Quarta-feira, Abril 25, 1974 e dias seguintes.

Esta é a primeira imagem importante, do dia 25 de Abril. No largo do Carmo, o capitão Salgueiro Maia, uma das figuras-chave do movimento dos capitães, explica aos presentes, pelo megafone, que o general Spínola ali chegará em breve, a fim de receber o poder de Marcelo Caetano.



A Junta de Salvação Nacional, poucas horas depois e pela televisão, assumiu o comando do país, em nome do Movimento das Forças Armadas. No dia 28 de Abril, em Santa Apolónia, vindo de Paris, de comboio, chega Mário Soares que vai imediatamente encontrar-se com o general Spínola, na Cova da Moura. No dia 30 de Abril, de avião, proveniente também de Praga ( escala Paris) chega Álvaro Cunhal, ao aeroporto da Portela. Esperava-o uma "multidão numerosa" ( Século Ilustrado de 4.5.1974) . Pouco depois, Cunhal dirigia-se também à Cova da Moura, para se apresentar a Spínola. Na sala do aeroporto, declarou: "Neste momento, o futuro do nosso país está nas mãos de todos os democratas que desejem libertar-se do fascismo". A palavra estava dita. No dia seguinte, 1 de Maio de 1974, no início da tarde, uma multidão de manifestantes, estimada em meio milhão de pessoas, maioritariamente erguia as mãos com o "v" de vitória. Dali a dias, o gesto simbólico, era substituido pelo punho erguido, esquerdo-direito, porque "só de punho erguido, a canção terá sentido". A multidão que se dirigia para o estádio dos trabalhadores da FNAT, que se passou logo a chamar 1º de Maio, poucos slogans tinha e poucas bandeiras empunhava- e na sua maioria nacionais. Mesmo assim, a do "viva o PCP" era uma delas e as saudações ao Cunhal, rivalizavam já com as dirigidas ao general Spínola.

No estádio, os dois líderes dos partidos políticos constituídos- PS e PCP- enquadrados por militares e acompanhados de dirigentes sindicais nacionais e estrangeiros, e ainda de figuras de relevo como Pereira de Moura, dirigiram-se à multidão, com palavras inflamadas, acompanhadas de canções pouco divulgadas e palavras de ordem nunca ouvidas, e em termos inéditos: "Abaixo a guerra colonial!", "Poder aos trabalhadores!", "é mau, é mau, é mesmo mau, o malandro do Tenreiro não nos dava bacalhau!". Como nota de curiosidade, quem é o indivíduo de óculos escuros, à esquerda de Mário Soares? Parece...parece...pois é: um símbolo, de facto.
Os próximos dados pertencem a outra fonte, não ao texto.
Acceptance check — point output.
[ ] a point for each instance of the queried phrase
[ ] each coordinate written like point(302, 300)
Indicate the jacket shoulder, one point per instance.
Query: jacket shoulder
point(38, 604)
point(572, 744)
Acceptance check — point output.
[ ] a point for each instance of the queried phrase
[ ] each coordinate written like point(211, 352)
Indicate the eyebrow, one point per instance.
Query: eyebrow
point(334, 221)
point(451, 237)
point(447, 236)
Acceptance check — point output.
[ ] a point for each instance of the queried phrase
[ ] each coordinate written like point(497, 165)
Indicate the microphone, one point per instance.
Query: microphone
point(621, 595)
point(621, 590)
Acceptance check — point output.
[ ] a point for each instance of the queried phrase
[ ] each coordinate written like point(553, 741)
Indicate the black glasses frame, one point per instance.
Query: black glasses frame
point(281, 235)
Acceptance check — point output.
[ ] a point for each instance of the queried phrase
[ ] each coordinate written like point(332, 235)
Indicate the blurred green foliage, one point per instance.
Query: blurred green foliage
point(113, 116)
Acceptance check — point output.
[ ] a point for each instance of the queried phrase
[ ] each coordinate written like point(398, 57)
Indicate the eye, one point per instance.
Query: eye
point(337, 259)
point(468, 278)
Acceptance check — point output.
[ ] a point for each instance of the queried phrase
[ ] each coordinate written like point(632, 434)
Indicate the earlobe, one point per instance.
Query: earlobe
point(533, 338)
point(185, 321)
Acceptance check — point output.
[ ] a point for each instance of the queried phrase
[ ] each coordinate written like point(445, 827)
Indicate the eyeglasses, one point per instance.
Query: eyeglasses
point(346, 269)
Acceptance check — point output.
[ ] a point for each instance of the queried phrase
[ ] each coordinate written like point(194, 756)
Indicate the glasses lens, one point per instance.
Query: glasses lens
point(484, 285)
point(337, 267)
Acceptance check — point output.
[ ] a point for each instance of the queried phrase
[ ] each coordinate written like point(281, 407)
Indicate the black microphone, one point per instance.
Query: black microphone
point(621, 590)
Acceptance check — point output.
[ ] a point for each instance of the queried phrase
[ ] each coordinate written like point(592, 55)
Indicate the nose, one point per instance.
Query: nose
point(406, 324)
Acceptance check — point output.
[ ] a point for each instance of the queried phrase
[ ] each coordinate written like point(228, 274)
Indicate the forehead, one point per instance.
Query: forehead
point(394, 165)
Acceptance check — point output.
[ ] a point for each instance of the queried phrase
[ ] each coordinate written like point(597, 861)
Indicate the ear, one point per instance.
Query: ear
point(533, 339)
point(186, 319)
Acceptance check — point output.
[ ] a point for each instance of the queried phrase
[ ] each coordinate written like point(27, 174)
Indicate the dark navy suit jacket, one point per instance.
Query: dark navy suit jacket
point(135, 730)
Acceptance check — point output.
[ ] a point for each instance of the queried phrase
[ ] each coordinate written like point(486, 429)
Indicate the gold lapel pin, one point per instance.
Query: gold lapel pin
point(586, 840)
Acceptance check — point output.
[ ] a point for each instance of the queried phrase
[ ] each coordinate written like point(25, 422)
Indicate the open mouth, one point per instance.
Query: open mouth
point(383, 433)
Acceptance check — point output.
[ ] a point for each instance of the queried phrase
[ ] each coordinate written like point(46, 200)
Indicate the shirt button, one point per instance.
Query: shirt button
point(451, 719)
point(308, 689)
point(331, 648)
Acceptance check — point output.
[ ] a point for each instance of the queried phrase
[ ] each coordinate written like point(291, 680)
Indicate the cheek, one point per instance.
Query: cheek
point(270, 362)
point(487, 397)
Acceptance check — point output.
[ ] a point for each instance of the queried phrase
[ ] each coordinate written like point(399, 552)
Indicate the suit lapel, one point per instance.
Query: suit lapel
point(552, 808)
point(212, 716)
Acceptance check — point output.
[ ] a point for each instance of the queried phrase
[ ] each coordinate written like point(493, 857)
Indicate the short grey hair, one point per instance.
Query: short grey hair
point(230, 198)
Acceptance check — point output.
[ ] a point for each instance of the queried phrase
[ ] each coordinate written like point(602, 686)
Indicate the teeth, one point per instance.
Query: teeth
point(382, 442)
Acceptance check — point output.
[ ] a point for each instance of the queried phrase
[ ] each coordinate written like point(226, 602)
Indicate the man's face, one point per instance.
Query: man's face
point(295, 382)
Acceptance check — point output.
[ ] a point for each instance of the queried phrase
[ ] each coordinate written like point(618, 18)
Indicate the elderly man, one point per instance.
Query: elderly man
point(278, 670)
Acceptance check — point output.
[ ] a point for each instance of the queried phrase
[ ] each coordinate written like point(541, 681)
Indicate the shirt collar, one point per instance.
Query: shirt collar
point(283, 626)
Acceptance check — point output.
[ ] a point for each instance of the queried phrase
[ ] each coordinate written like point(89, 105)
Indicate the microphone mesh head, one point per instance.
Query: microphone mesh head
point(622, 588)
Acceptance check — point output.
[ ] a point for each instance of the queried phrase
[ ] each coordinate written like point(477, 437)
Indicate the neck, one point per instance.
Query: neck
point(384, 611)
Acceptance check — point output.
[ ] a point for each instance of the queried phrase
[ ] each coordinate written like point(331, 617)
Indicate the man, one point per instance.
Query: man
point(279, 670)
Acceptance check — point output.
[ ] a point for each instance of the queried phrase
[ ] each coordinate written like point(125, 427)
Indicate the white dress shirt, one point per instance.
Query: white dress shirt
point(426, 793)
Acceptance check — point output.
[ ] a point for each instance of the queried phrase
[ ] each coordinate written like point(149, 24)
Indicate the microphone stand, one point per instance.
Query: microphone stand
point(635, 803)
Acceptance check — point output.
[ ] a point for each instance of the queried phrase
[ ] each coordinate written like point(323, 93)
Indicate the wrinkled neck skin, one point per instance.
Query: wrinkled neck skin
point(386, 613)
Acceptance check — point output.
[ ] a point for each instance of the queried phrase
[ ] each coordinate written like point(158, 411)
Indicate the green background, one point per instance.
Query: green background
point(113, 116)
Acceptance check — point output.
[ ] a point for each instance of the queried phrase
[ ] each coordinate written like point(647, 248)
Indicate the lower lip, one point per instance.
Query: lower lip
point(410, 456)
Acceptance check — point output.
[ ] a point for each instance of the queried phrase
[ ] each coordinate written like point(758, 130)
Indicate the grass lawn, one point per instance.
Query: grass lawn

Os três senhores que seguem, só passados 15 dias se organizaram para formar um partido " na linha da social-democracia alemã". Nessa altura, já havia notícias de sedes desses partidos e ainda de outros mais: o MRPP, a FPLN ( de Manuel Alegre e Piteira Santos), o MES ( de Manuel Galvão Teles, César de Oliveira, Vítor Wengorovius), o PCSD ( partido cristão social democrata, sem nomes á vista), o Movimento Democrático Português ( vindo da CDE de Tengarrinha e Pereira de Moura), a Frente Libertária Portuguesa ( movimento antipartidário, contra todo o Estado) e a LUAR ( de Palma Inácio).
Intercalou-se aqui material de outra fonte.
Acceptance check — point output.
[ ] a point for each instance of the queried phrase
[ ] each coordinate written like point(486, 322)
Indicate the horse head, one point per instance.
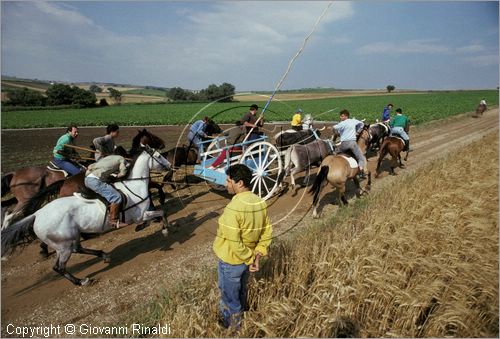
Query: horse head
point(145, 137)
point(212, 128)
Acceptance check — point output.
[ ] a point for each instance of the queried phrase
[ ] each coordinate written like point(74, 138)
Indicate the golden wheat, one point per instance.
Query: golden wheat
point(418, 258)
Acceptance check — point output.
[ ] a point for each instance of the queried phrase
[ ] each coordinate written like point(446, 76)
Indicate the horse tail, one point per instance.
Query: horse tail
point(42, 196)
point(19, 233)
point(316, 187)
point(6, 179)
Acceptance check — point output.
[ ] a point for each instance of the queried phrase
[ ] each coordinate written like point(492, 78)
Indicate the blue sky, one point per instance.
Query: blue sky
point(357, 45)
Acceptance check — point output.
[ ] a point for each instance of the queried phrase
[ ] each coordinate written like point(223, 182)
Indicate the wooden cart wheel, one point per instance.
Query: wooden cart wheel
point(265, 162)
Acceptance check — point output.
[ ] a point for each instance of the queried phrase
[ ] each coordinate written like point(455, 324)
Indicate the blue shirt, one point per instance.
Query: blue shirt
point(197, 130)
point(348, 129)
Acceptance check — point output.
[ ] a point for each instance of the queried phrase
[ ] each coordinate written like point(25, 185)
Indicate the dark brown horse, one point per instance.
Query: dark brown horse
point(336, 170)
point(27, 182)
point(393, 146)
point(24, 183)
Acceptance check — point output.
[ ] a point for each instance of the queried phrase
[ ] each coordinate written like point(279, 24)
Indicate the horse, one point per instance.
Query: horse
point(303, 156)
point(394, 146)
point(336, 170)
point(60, 222)
point(285, 139)
point(26, 182)
point(378, 131)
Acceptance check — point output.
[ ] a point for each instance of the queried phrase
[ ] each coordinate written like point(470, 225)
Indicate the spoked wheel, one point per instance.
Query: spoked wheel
point(265, 162)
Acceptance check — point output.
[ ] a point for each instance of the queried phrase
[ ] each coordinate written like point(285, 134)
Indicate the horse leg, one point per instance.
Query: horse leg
point(98, 253)
point(315, 206)
point(44, 250)
point(60, 267)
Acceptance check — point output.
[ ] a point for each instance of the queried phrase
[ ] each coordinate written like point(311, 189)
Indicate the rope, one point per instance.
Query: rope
point(278, 86)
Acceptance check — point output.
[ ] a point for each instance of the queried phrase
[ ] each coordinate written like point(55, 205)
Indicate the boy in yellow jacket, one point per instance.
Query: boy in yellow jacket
point(243, 237)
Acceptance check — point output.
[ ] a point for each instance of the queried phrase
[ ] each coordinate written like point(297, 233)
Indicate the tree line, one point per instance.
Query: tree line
point(66, 95)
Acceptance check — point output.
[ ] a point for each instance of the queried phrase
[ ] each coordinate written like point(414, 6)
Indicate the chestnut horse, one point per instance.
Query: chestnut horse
point(393, 146)
point(27, 182)
point(336, 170)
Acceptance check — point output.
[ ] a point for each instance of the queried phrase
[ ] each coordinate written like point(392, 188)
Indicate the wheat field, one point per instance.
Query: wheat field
point(416, 258)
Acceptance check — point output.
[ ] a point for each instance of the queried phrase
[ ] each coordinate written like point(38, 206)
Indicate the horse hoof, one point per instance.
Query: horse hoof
point(85, 281)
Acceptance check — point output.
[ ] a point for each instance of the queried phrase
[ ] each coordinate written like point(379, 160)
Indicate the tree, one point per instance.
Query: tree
point(95, 89)
point(25, 97)
point(83, 98)
point(59, 94)
point(116, 95)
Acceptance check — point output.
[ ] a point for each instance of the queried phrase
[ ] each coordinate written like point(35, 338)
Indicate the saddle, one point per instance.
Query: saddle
point(88, 194)
point(53, 167)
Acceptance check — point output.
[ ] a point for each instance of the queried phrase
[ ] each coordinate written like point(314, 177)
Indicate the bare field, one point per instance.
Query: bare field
point(144, 263)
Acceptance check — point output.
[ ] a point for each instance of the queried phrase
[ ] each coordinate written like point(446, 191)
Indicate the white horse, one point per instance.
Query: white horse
point(60, 222)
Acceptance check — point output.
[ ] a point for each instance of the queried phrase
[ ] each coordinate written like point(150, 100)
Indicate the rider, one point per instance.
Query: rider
point(62, 154)
point(297, 120)
point(348, 130)
point(249, 120)
point(386, 114)
point(400, 125)
point(197, 131)
point(106, 145)
point(97, 177)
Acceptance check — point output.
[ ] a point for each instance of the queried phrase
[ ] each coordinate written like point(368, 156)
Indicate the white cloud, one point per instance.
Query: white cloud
point(55, 41)
point(483, 60)
point(474, 48)
point(421, 46)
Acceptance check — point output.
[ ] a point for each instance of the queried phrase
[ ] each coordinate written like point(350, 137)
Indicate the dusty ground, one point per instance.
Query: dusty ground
point(144, 262)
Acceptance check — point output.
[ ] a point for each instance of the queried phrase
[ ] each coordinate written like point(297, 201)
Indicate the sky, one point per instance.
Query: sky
point(418, 45)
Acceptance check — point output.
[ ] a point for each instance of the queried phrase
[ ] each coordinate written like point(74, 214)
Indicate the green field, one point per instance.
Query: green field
point(420, 107)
Mário Soares, logo nessa altura, declarava: "Somos contra o partido único, mas o facto de sermos pelo pluralismo dos partidos não significa que não estejamos a assistir , com preocupação, à excessiva fermentação de demasiados grupos, neste breve espaço de dez dias."

Cerca de quinze dias depois, tomava posse como primeiro presidente da República, por decisão da Junta de Salvação Nacional, e proclamado pelo general Costa Gomes, António Spínola. Na chefia do governo provisório, o primeiro de muitos que seguiram, o professor de Direito, Palma Carlos. Porém, a imagem que segue vale mil palavras de significados pesados.
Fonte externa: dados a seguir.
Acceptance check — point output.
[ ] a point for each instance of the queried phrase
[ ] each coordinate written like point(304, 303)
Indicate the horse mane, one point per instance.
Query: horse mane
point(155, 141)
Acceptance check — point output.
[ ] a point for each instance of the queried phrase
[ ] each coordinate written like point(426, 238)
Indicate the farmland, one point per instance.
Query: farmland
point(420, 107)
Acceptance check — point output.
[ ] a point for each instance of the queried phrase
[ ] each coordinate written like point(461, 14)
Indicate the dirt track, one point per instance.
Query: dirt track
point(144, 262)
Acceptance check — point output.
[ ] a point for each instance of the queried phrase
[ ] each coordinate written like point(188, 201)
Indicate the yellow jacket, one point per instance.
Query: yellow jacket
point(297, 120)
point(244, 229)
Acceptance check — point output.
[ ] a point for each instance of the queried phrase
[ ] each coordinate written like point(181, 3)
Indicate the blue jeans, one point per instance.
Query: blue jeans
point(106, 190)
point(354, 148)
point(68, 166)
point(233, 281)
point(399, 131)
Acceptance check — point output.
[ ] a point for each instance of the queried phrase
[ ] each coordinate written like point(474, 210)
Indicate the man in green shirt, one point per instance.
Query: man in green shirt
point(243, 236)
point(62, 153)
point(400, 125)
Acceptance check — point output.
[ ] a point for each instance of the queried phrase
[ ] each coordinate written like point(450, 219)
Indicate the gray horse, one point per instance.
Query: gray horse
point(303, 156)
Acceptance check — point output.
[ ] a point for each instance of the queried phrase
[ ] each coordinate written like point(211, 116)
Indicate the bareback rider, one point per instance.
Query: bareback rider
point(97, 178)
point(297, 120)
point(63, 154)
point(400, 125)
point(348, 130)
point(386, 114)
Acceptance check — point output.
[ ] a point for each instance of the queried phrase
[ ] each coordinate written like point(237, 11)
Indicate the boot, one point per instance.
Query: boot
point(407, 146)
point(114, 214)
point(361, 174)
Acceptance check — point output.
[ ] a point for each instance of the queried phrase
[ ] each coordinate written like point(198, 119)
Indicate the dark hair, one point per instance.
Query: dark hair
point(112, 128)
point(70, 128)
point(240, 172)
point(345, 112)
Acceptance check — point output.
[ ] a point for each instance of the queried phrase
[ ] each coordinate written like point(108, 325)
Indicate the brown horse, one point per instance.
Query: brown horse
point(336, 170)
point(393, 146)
Foram assim os primeiros quinze dias da revolução de 25 de Abril de 1974.
Nota: as imagens foram extraídas das revistas Século Ilustrado de 4.5.1974 e 18.5.1974 e Flama de 10.5.1974
Corrigido e aumentado.

Publicado por josé 00:40:00  

4 Comments:

  1. Rui Rebelo said...
    25 de Abril SEMPRE!
    josé said...
    Sempre. Comunismo, nunca mais!
    Jorge said...
    Ó José, para a malta mais nova, diz lá quem é o símbolo que está à esquerda do Mário Soares. Estou aqui em pulgas.
    josé said...
    É melhor comprar o quitoso...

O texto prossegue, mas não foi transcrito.